OncoImmunology 14:2457797 (2025)
Verlagsversion
Forschungsdaten
DOI
PMC
Metabolic processes are crucial in immune regulation, yet the impact of metabolic heterogeneity on immunological functions remains unclear. Integrating metabolomics into immunology allows the exploration of the interactions of multilayered features in the biological system and the molecular regulatory mechanism of these features. To elucidate such insight in lung squamous cell carcinoma (LUSC), we analyzed 106 LUSC tumor tissues. We performed high-resolution matrix-assisted laser desorption/ionization (MALDI) mass spectrometry imaging (MSI) to obtain spatial metabolic profiles, and immunohistochemistry to detect tumor-infiltrating T lymphocytes (TILs). Unsupervised k-means clustering and Simpson's diversity index were employed to assess metabolic heterogeneity, identifying five distinct metabolic tumor subpopulations.

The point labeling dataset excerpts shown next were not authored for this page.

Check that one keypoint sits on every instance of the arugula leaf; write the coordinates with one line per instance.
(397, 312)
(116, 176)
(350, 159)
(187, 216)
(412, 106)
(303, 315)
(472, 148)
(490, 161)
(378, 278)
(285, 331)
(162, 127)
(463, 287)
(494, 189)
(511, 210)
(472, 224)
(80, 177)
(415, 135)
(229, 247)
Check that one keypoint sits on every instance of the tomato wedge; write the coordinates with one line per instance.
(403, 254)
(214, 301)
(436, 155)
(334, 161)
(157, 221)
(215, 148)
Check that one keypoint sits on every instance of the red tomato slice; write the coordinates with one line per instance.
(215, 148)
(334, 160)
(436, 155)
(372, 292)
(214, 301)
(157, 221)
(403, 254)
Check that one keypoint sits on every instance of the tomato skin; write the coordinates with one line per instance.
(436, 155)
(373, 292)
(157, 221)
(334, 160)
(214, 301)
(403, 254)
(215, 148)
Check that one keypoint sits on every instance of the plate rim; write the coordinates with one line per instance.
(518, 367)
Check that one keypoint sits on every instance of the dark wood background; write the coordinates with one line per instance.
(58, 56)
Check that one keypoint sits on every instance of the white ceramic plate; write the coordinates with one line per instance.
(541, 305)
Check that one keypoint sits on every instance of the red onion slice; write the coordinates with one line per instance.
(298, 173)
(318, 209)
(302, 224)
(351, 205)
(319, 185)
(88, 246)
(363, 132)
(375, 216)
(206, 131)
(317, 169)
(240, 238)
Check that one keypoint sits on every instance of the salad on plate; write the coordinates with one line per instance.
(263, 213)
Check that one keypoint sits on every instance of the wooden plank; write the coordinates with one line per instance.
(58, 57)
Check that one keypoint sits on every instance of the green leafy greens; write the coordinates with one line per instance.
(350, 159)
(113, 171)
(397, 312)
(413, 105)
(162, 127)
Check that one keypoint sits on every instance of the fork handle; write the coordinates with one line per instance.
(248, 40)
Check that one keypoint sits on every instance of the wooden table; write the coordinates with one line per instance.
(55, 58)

Our findings revealed that TILs are specifically associated with metabolite distributions, not randomly distributed. Integrating a validation cohort, we found that heterogeneity-correlated metabolites interact with CD8+ TIL-associated genes, affecting survival. High metabolic heterogeneity was linked to worse survival and lower TIL levels. Pathway enrichment analyses highlighted distinct metabolic pathways in each subpopulation and their potential responses to chemotherapy. This study uncovers the significant impact of metabolic heterogeneity on immune functions in LUSC, providing a foundation for tailoring therapeutic strategies.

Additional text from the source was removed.